双栅非晶InGaZnO非易失性薄膜晶体管存储器的研究

Amorphous InGaZnO （a-IGZO）cannot form an inversion state, and this causes the a-IGZO thin-film transistor memory (TFTM) to display poor erase efficiency and small memory window. To solve this issue, a dual-gate TFTM consisting of top gate/blocking layer/charge-trapping layer/tunneling layer/bottom oxide/bottom gate is proposed. This dual-gate TFTM utilizes the top-gate-type TFTM and the bottom-gate-type thin film transistor (TFT) to perform program/erase and read operation, respectively. Consequently, the memory window of the top-gate-type TFTM can be amplified by using bottom-gate-type TFT for read operation and the read disturb can be also removed, thus improving the memory performance. Besides, the separation of program/erase and read operation makes other key parameters (e.g. mobility, sub-threshold swing) of the TFTM mainly determined by the bottom-gate-type TFT, and thus is desirable to improve the work speed..This work aims at realizing the dual-gate TFTM. Based on the features of InGaZnO material and process, we will study the optimal processes to fabricate the device and also explore the optimal structural parameters of the dielectric films for the device. Based on the above progress, the device prototype will be developed. Combined with the advantages of dual-gate structure mentioned above, the appropriate high-k materials and processes are expected to fully prompt the TFTM performance. This work contributes to push the development of System-on-Panel technology.
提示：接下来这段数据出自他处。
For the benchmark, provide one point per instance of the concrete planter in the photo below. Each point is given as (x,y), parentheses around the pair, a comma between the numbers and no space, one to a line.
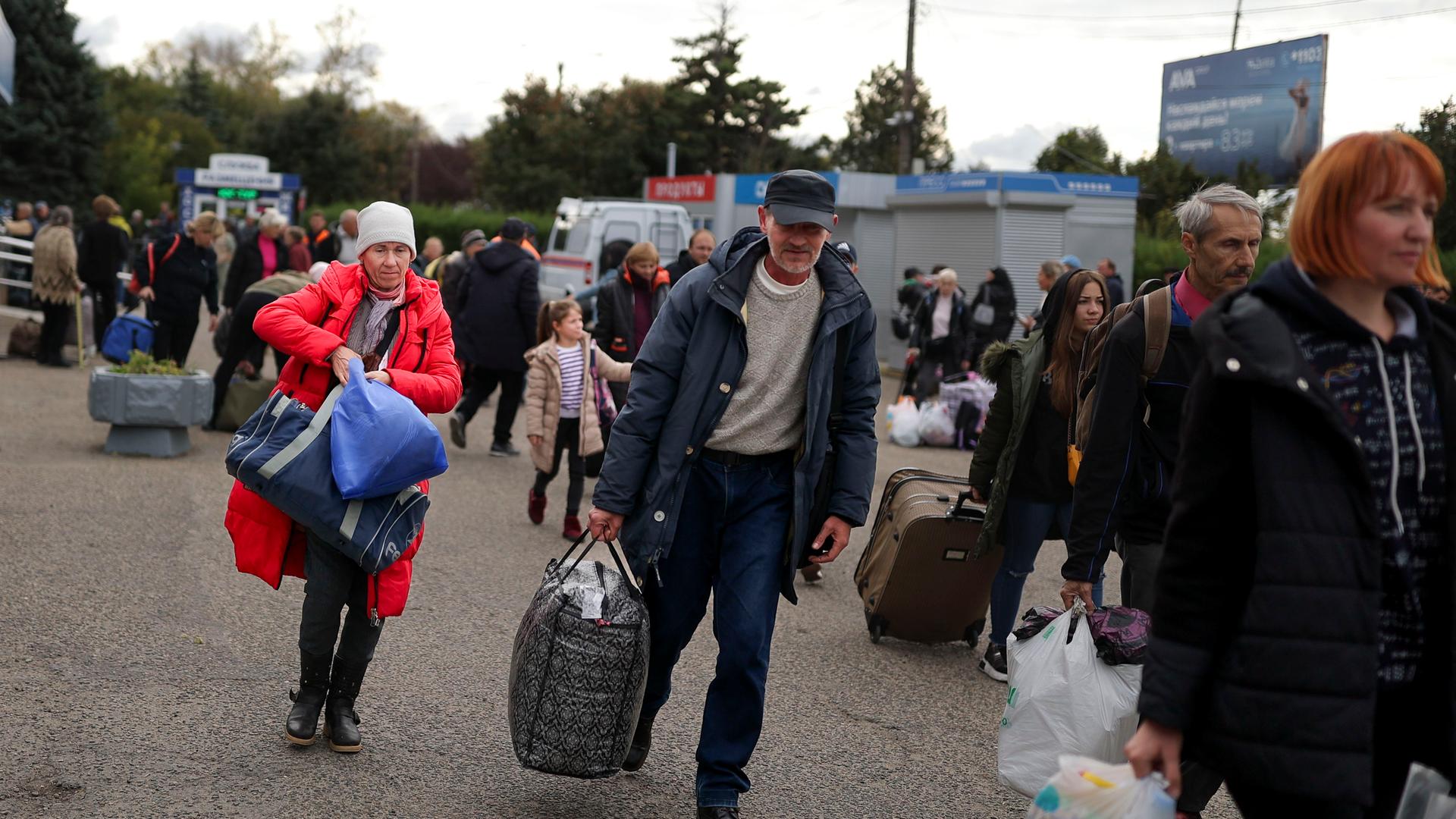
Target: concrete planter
(150,414)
非晶InGaZnO难以反型的特点造成当前薄膜晶体管存储器（TFTM）擦除效率低及存储窗口小等问题，为此，提出一种双栅结构的TFTM，自上而下为：顶栅/阻挡层/俘获层/隧穿层/沟道层/底栅氧化层/底栅。该双栅TFTM分别利用顶栅TFTM和底栅薄膜晶体管（TFT）进行存储器的“编程/擦除”和“读”操作：利用底栅TFT进行“读”操作可实现对顶栅TFTM存储窗口的放大，并消除“读”操作对俘获在顶栅TFTM中的电荷的干扰，提升了器件存储性能；“编程/擦除”和“读”操作分离还使TFTM的迁移率、亚阈值摆幅等器件性能可达到底栅TFT的水平，提高了器件工作速度。.本项目以双栅TFTM为目标，根据InGaZnO材料和工艺特点，探索制备器件的最佳工艺和条件及相关介质的最佳结构参数，研制出器件原型。结合双栅TFTM结构的上述优势，并发展出合适的高k介质材料和工艺，全面提升TFTM性能，促进“系统面统”技术发展。

IGZO具有迁移率高、均一性好、漏电小、制备工艺简单等优点，因此，被视为发展下一代平板显示的理想沟道材料。为满足“系统面板”的发展需求，项目针对构建“面板系统”的IGZO基非易失性存储器和薄膜晶体管两类基础性器件开展系统研究，通过三年多的努力，实现了预期目标：开发了高性能的电荷存储层材料和栅介质层材料，获得了制备上述材料的最佳工艺和条件；获得了源/漏接触电阻对IGZO基器件尺寸缩小能力的影响规律，掌握减小接触电阻的方法及其相关微观作用机制；揭示了湿气等对IGZO基器件性能（尤其是稳定性能）的影响和微观作用机制，获得了改善器件性能（尤其是稳定性能）的方法和技术；研制了双栅型存储器，掌握了双栅型存储器的操作模式和电学操作方法，证实了其对器件性能提升的可行性和有效性。. 基于上述成果，项目组目前共在IEEE刊物和Applied Physics Letters期刊上发表SCI论文7篇（包括IEEE Electron Device Letters 3篇、IEEE Transactions on Electron Devices 2篇、Applied Physics Letters 1篇）、EI论文2篇，受邀在IEEE会议上做邀请报告1次。目前共申请中国发明专利6项，其中3项已授权。此外，在项目支持下，项目负责人先后获江苏省六大人才高峰（2018年）、江苏省青蓝工程中青年学术带头人（2019年）等计划，并获江苏省优秀青年基金资助（2018年）。